SABELITA se ha estremecido bajo la ráfaga de aquella voz despótica, y casi inconsciente, como bajo una fuerza sobrenatural, sopla la luz y huye en la oscuridad antes de que puedan estorbarlo los ladrones. EL CABALLERO pide auxilio desde la ventana, y sus voces corren en la noche perseguidas por el ladrido de los perros.
EL CABALLERO.— ¡Fuego! ¡Fuego! ¡Socorro!…

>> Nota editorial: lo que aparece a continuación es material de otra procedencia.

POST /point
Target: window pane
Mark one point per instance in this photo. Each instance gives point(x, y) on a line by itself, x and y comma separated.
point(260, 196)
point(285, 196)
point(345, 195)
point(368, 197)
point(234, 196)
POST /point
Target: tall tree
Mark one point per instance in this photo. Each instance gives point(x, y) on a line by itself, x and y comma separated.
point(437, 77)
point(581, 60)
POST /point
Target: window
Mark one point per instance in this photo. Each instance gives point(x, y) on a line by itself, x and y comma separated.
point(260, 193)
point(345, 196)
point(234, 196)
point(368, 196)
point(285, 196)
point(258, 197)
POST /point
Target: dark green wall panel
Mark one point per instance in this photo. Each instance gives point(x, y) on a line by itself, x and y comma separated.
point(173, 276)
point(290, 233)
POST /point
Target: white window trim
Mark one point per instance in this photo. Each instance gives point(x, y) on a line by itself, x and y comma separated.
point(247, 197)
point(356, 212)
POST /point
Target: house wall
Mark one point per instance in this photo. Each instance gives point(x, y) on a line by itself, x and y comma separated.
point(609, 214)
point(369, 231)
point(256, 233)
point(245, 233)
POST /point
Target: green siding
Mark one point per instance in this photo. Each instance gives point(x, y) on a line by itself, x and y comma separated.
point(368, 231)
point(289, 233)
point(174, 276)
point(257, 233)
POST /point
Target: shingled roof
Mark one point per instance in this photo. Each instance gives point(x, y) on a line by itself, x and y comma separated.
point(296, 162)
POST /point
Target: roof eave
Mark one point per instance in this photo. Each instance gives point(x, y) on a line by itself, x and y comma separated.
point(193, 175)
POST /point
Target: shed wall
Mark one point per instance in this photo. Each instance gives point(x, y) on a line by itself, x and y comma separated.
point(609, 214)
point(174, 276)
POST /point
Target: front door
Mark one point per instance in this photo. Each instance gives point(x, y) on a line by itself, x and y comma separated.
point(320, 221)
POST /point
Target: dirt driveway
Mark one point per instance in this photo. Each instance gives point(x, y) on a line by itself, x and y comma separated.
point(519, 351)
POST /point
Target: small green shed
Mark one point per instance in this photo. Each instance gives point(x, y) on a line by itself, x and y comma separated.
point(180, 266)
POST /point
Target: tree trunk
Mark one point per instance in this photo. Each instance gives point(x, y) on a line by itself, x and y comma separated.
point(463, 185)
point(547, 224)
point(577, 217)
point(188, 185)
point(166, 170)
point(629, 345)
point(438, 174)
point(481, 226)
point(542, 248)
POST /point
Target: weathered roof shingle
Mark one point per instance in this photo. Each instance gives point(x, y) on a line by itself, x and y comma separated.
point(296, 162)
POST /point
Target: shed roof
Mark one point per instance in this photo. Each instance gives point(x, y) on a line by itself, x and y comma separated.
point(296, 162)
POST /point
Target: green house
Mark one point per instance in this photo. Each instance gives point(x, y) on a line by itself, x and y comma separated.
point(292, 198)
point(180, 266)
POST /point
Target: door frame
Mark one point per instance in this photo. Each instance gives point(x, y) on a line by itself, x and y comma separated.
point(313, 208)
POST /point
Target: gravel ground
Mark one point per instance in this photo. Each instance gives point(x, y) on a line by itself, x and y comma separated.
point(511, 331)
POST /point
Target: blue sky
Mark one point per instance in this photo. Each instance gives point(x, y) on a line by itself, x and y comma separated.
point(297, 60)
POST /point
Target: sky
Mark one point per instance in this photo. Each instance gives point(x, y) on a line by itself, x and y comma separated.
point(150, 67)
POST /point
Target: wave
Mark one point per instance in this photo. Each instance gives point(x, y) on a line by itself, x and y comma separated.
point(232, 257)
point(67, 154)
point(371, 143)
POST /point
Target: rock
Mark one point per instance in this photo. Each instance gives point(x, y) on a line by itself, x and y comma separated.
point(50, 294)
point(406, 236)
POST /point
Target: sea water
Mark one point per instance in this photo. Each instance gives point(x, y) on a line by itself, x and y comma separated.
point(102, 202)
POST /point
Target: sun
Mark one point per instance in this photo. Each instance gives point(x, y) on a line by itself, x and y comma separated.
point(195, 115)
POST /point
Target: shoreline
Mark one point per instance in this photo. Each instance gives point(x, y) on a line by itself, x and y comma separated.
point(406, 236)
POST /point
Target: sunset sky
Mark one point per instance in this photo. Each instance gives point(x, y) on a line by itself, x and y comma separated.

UN VECINO.— ¿Dónde es el fuego?
EL CABALLERO.— ¡En mi casa! ¡En casa de Don Juan Manuel!
Temeroso de que sean ladrones, EL VECINO abre a medias su puerta, y confirmado en sus recelos al no ver las llamas cierra cauteloso y prudente. Los ladrones corren hacia donde sonó la voz, y hallan la ventana abierta y sola, sobre el cielo estrellado y profundo. DON JUAN MANUEL ha desaparecido. La luna penetra en la sala y esclarece débilmente. Reunidos en el fondo, bajo el argentado reflejo, los ladrones se hablan en voz baja.
UN LADRÓN.— ¿Qué hacemos?
EL CAPITÁN.— ¡Maldita suerte!
OTRO LADRÓN.— Si acuden, podemos escapar saltando las tapias del huerto…
OTRO LADRÓN.— ¿Lo dejamos?
EL ENMASCARADO.— Dejarlo, no. ¡Escuchad!…
Callan y atienden. Llegan apagadas las voces de los criados, que piden socorro, y los ladrones se dispersan explorando por las estancias oscuras.